Again, the Jets don’t play a game that counts for another 53 days. But the 53-man roster seems to be shaping up nicely as Mougey and Glenn reinvest in Douglas’ wins while seemingly accruing some of their own after crafting a draft class that was almost universally praised in April. That followed the fairly high-reward, low-risk signing of quarterback Justin Fields in March. He’s said and done all the right things since, on and off the field, while being reunited with Garrett Wilson, his teammate at Ohio State.

“I think I can be great, and that’s been the goal for me my whole life, my whole career,” Fields, who often gave Glenn fits as a member of the Chicago Bears, said during Jets OTAs in May. “I think the sky’s the limit for this team, for this offense.

“I mean, we have all the guys we need, we have all the talent. So it’s really just going to come down to discipline and execution when the games come.”

And they’re certainly coming. That’s when Fields must prove the eye-popping talent he frequently displayed with the Bears – with whom he had Darnold-level help – and in an aborted opportunity last year with the Pittsburgh Steelers can be consistently reproduced under first-year offensive coordinator Tanner Engstrand.

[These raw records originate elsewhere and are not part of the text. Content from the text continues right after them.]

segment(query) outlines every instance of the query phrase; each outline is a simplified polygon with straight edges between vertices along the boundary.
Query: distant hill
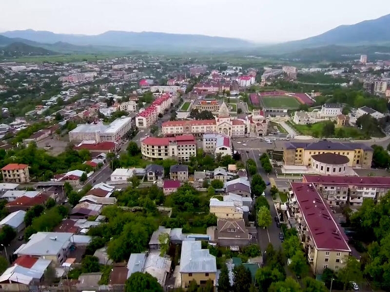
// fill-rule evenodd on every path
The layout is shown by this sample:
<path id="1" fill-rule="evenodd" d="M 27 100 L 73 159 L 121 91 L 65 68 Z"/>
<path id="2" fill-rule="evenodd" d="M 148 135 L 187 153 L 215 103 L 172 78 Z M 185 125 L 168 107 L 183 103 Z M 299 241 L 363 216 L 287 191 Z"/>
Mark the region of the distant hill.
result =
<path id="1" fill-rule="evenodd" d="M 13 42 L 8 46 L 0 47 L 0 55 L 5 57 L 49 55 L 58 53 L 39 47 L 34 47 L 22 42 Z"/>
<path id="2" fill-rule="evenodd" d="M 390 14 L 355 24 L 340 25 L 315 36 L 282 44 L 296 48 L 305 46 L 373 45 L 390 43 L 389 28 Z"/>
<path id="3" fill-rule="evenodd" d="M 143 49 L 227 49 L 250 48 L 254 46 L 249 41 L 238 38 L 150 32 L 135 33 L 110 31 L 100 35 L 86 36 L 26 30 L 8 31 L 1 35 L 8 37 L 20 37 L 47 44 L 62 42 L 82 46 L 110 46 Z"/>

At minimum, Fields is already feeding into the mentality Glenn wants from his team.

“This guy is just a workaholic. He comes in early, he’s here late, and he’s trying to digest everything and download all the information and do things the right way,” Engstrand said of Fields during June’s minicamp.

“He’s trying to do things that we’re asking, and I think he’s really put the next foot forward every day, just trying to stack days, and it’s been really good.”

Even if Fields doesn’t blossom into the franchise quarterback many thought he might be when he was drafted by Chicago, nine spots after Zach Wilson, in 2021, it wouldn’t result in the kind of calamitous mistake that can set a franchise back years. Best case, Fields becomes the Jets’ version of Detroit’s Jared Goff, something of a reclamation project who simply needed a change of scenery. Worst case? The Jets seem increasingly well positioned to take another whack (or two) at their quarterback conundrum, the 2026 draft potentially a target-rich environment from that perspective.

For now, things aren’t necessarily quiet around the Jets as training camp approaches and the new money flies around while Glenn and Mougey literally take care of business.

But, as Douglas could surely tell you, that’s hardly business as usual in these parts.